06
Deep Dive — Fan-Out, Push vs Pull & Delivery Guarantees
Fan-Out: Staged Bulk Sends
The naive approach — enqueuing 50M messages at once — floods queues, blows memory during segment resolution, and causes a downstream provider stampede. The production approach uses three stages:
Stage 1 — Job Creation (instant): Write a single bulk_job row to the database, return 202.
Stage 2 — Segment Resolution (streaming): Fan-out service streams users in 5K batches via cursor, pre-filters by preferences (eliminates ~20% before queuing), throttles enqueue at caller-specified rate, and checkpoints progress for crash recovery.
Stage 3 — Delivery: Individual notifications flow through the normal pipeline at a steady, manageable rate.
Push vs Pull for In-App
Pull: User opens feed → query Cassandra (partition key = user_id, cluster key = created_at DESC). Single-partition read, ~2ms. Redis caches page 1 (last 50 notifications) for ~90% cache hit rate — 60× cheaper than storing the full feed in Redis RAM.
Push: Real-time badge updates via WebSocket Gateway. Connection registry in Redis maps user_id → gateway instance. On new notification, publish to the specific gateway holding the user's connection. At 10M concurrent connections, ~25 GB RAM per gateway instance across 20 pods.
Delivery Guarantees: At-Least-Once + Idempotency
Exactly-once across a network boundary with external providers is impossible (Two Generals' Problem).
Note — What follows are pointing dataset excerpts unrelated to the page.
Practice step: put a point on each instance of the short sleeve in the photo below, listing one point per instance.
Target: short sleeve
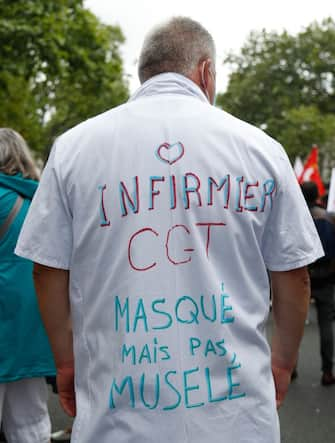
(46, 236)
(290, 238)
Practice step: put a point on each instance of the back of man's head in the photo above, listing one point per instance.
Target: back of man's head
(177, 45)
(311, 193)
We always retry, with idempotency at 4 layers:
sequenceDiagram
participant PS as Payments Service
participant API as Ingestion API
participant RD as Redis (Dedup)
participant KF as Kafka Critical
participant PW as Processing Worker
participant PU as Push Worker
participant FCM as FCM (Google)
participant DT as Delivery Tracker
participant SMS as SMS Worker
PS->>API: POST /v1/notifications (OTP)
API->>RD: Check idempotency key
RD-->>API: Not seen ✓
API->>KF: Enqueue to notifications.critical
API-->>PS: 202 Accepted
KF->>PW: Consume message
PW->>RD: Check processed set (SETNX)
RD-->>PW: New ✓
PW->>PW: Resolve template + check prefs
PW->>KF: Enqueue to delivery.push
KF->>PU: Consume push message
PU->>RD: Check delivery log
RD-->>PU: Not sent ✓
PU->>FCM: Send push notification
FCM-->>PU: 200 OK
PU->>DT: Status → "sent"
Note over DT: Start 30s fallback timer
FCM-->>DT: Delivery receipt
DT->>DT: Status → "delivered"
DT->>DT: Cancel SMS fallback ✓
DT->>PS: Webhook: OTP delivered via push
Note over DT,SMS: If push fails or times out after 30s:
DT->>SMS: Trigger SMS fallback
SMS->>SMS: Deliver via Twilio
Layer 1 — Ingestion
Redis SETNX on idempotency key (24h TTL). Duplicate requests return same notification_id without re-queuing.
Layer 2 — Processing
Atomic SETNX on processed set. Kafka consumer commits offset after processing, not before.
Layer 3 — Delivery
Check delivery log before calling provider. FCM collapse_key reduces visible duplicates on device.
Layer 4 — Client
Client maintains local set of recent notification_ids (~200). Last line of defense against server-side dedup failures.
Retry Strategy
Exponential backoff with retry Kafka topics: delivery.push.retry.1 (2s), .retry.2 (8s), .retry.3 (32s), .dlq (dead letter). Critical: 6 retries (~10 min window). Low: 2 retries (~10s), then silent drop.